70’li yılların ilk yarısında Irak’ta ortaya çıkan Kesnizani ve Pakistan’da örgütlenen Muhammed Tahir el-Kadiri yapılanması ile aynı yıllarda Türkiye’de ortaya çıkan Muhammed Fethullah Gülen yapılanmasının ilke ve prensipleri birbirinin birebir aynısıdır. Bu üç adam arasında o kadar benzerlikler vardır ki şaşar kalırsınız.
- Öncelikle her üçünün de ismi “Muhammed” ile başlar.
- Her üçünün de herhangi bir din bilgisi ve ilahiyat kökeni bulunmamaktadır.

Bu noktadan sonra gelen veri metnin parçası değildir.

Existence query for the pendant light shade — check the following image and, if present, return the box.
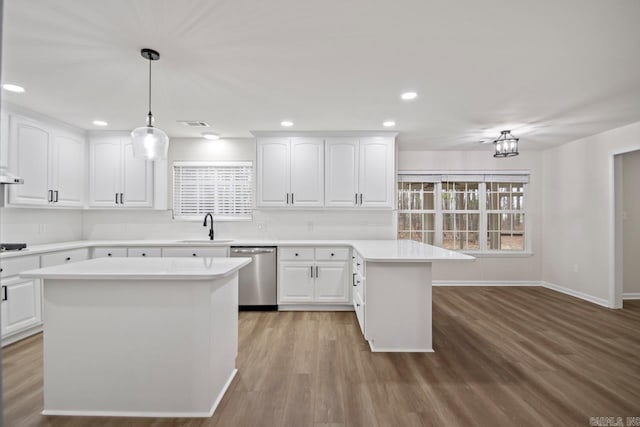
[131,48,169,161]
[493,130,519,158]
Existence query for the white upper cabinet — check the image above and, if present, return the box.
[256,138,290,207]
[358,138,395,208]
[325,137,395,209]
[89,135,153,208]
[256,137,324,208]
[325,138,359,208]
[290,138,324,207]
[51,133,86,207]
[7,112,87,207]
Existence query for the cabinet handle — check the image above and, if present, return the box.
[291,193,294,204]
[107,253,112,257]
[356,303,361,307]
[65,257,71,261]
[54,190,59,203]
[192,253,197,257]
[286,193,289,204]
[2,285,7,301]
[115,193,119,204]
[352,273,357,287]
[142,253,146,257]
[48,190,54,202]
[355,193,358,205]
[295,253,299,257]
[359,193,363,205]
[331,253,335,257]
[310,266,313,278]
[119,193,124,204]
[316,265,319,277]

- Her üçünde de çocuk ve gençlerin beynini törpülemede kullanılan ışık evleri, nur evleri, tekke ve dergâhlar vardır.
- Her üçü de “imanlı nesiller yetiştirme” gayesiyle kendine inanan kişilerden “himmet” adı altında para toplar.

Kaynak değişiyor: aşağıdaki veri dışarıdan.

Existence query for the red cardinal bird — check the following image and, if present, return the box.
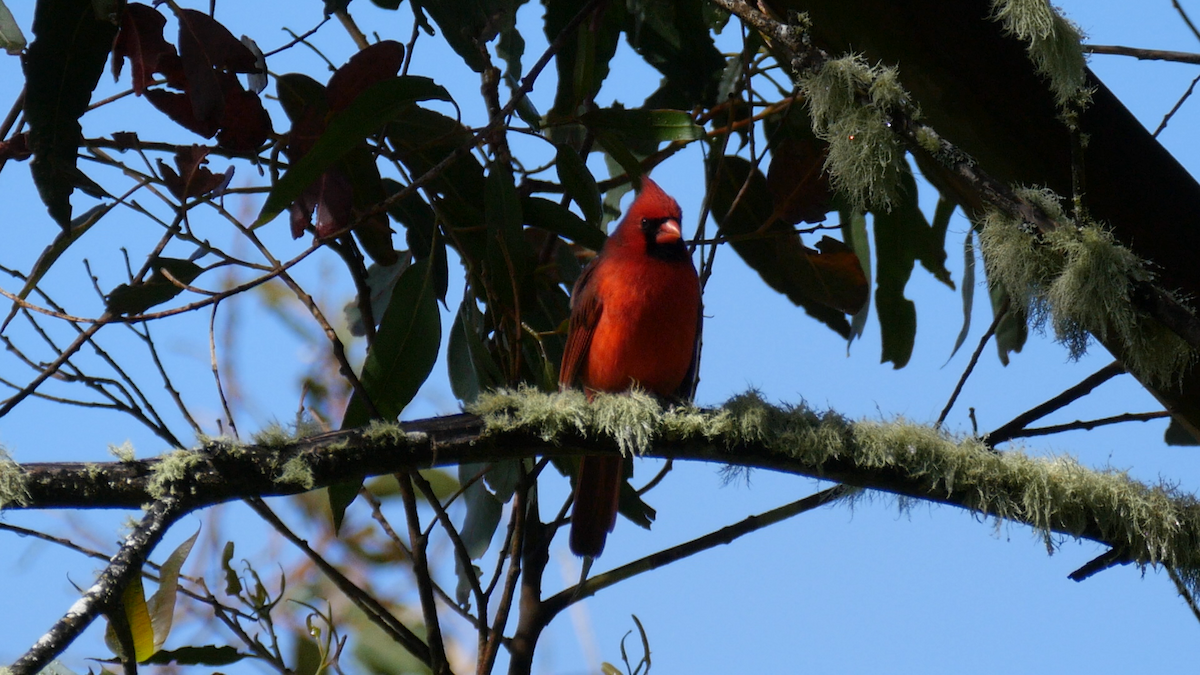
[559,176,701,557]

- Her üçünün de dershaneleri, eğitim kurumları, okul ve üniversiteleri vardır.
- Her üçünün de sivil toplum kuruluşları, vakıf ve dernekleri vardır.

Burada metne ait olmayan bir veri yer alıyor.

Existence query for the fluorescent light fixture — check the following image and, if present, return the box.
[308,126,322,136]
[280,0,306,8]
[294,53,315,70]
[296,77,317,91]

- Her üçü de devlet kademesinde gizlice örgütlenmiştir.
- Her üçü de kendi ülkelerinde yargı, emniyet, ordu ve istihbarat kurumları başta olmak üzere devletin tüm stratejik kurumlarını ele geçirmişlerdir.
- Her üçünün de zihin yıkama modeli; “Telkin”, “Taht” ve “Tavus” prensibi üzerine kurulmuştur.
Telkin-Taht ve Tavus Prensibi Nedir?
“Telkin” sürecinde; tarikat mensupları, profesyonel kişilerce örgüt evlerinde tertip edilen özel sohbet toplantılarında Şeyh Efendi’ye karşı koşulsuz saygı duymaya kodlanır. Küçük yaştaki genç zihinlere şeyh efendinin veya hocaefendinin ne kadar büyük bir zat olduğu, Peygamber Efendimiz ile iletişim halinde olduğu, her şeyi gördüğü, duyduğu ve bildiği defalarca ama defalarca anlatılır. İzleme ve dinlemeler neticesinde elde edilen ve sadece çocuğun ailesi ve kendisince bilinen bazı bilgiler, sanki Şeyh efendinin kerametiymiş gibi pazarlanır. Herhangi bir dersten sınava girecek çocuğun eline sınavda çıkacak sorular tutuşturulur ve “Hocaefendimiz dün akşam rüyasında Peygamber efendimiz ile görüşmüş! Peygamber efendimiz sınavda şu sorular çıkacak diyerek Hocaefendiye bu soruları göstermiş!” hikayesi uydurulur. Sınava giren çocuk soruların birebir aynı olduğunu görünce ve bu olay sürekli olarak tekrarlanınca dünyevi bir varlık olarak gördüğü Hocaefendiyi, uhrevi bir kişilik olan Mesih-Peygamber mertebesindeki “Muhterem Hocaefendi” olarak görmeye başlar.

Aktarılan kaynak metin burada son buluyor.